The Assembly presents Andrea Carvalho’s exhibition “Light From Two Sides” with an opening reception on April 13 at 7 p.m. In this show, Carvalho presents architectural sculptures and photographs that explore constructions of space and its relation to the body. Over at Centre[3] For Print and Media Arts, Natalie Hunter and Neil Frederick Sharpe present their latest photographic works. A launch will also take place on April 13 at 7 p.m.


AKA artist-run hosts a discussion with Olga Leonova, Danahe Karina Palacios and Manuela Valle-Castro, related to Bambitchell’s current exhibition “Silent Citizen,” on April 14 at 1 p.m. Leonova, Palacios and Valle-Castro will share their respective experiences of immigrating to Canada.
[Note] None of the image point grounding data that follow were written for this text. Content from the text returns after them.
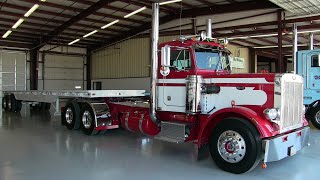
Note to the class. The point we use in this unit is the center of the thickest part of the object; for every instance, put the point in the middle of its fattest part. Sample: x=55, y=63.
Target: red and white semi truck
x=241, y=119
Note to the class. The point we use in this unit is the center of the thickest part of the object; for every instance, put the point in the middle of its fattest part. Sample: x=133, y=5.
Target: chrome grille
x=291, y=102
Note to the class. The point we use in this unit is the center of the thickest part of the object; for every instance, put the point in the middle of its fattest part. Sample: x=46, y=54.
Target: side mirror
x=165, y=56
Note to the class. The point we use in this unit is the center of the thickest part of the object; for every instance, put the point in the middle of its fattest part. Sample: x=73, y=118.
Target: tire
x=87, y=120
x=72, y=115
x=315, y=116
x=244, y=136
x=13, y=103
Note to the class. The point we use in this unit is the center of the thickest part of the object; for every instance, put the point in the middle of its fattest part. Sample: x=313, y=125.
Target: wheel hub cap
x=231, y=146
x=69, y=116
x=318, y=117
x=86, y=119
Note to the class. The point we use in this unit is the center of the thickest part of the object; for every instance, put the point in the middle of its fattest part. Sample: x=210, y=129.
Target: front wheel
x=315, y=116
x=235, y=146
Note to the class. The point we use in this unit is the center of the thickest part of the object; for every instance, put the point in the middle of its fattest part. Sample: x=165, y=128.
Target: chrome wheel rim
x=9, y=104
x=86, y=119
x=318, y=117
x=69, y=116
x=231, y=146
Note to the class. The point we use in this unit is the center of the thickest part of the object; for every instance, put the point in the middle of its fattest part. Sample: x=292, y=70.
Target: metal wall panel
x=127, y=59
x=62, y=72
x=13, y=70
x=131, y=59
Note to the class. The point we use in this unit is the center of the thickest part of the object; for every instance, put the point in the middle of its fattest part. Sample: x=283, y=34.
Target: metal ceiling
x=299, y=7
x=61, y=21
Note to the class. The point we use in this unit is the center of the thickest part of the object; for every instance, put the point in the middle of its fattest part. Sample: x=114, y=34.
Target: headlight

A permanent exhibition entitled “Professional Native Indian Artists Inc.”—featuring the group of artists also known as the Indian Group of Seven, that is, Daphne Odjig, Alex Janvier, Jackson Beardy, Eddy Cobiness, Norval Morrisseau, Carl Ray and Joseph Sanchez—opens soon at the Portage College’s Museum of Aboriginal Peoples’ Art and Artifacts. The grand opening takes place on April 13.


The Dalhousie Art Gallery presents a screening titled “Black on Both Sides” at the Halifax Central Library on April 12 at 6 p.m. Curated by Cory Bowles, the featured short films are by emerging artists in Black cinema.


The Kamloops Art Gallery launches the group show “The Poetics of Space” on April 14. The artworks by over 30 artists span historical to contemporary pieces that deal with the challenge of representing space and conveying spatial perceptions. Featured artists include Annie Pootoogook, Lawren Harris, Scott McFarland and Dennis A. Oppenheim, among others.



The Art Gallery of Peterborough presents “These things I have seen: Carolyn Code, Megan Ellen MacDonald, Keita Morimoto” on April 14 from 2 to 4 p.m. The three artists’ works collectively probe the art historical canon and use elements of kitsch and current-day imagery to interfere with its idealism.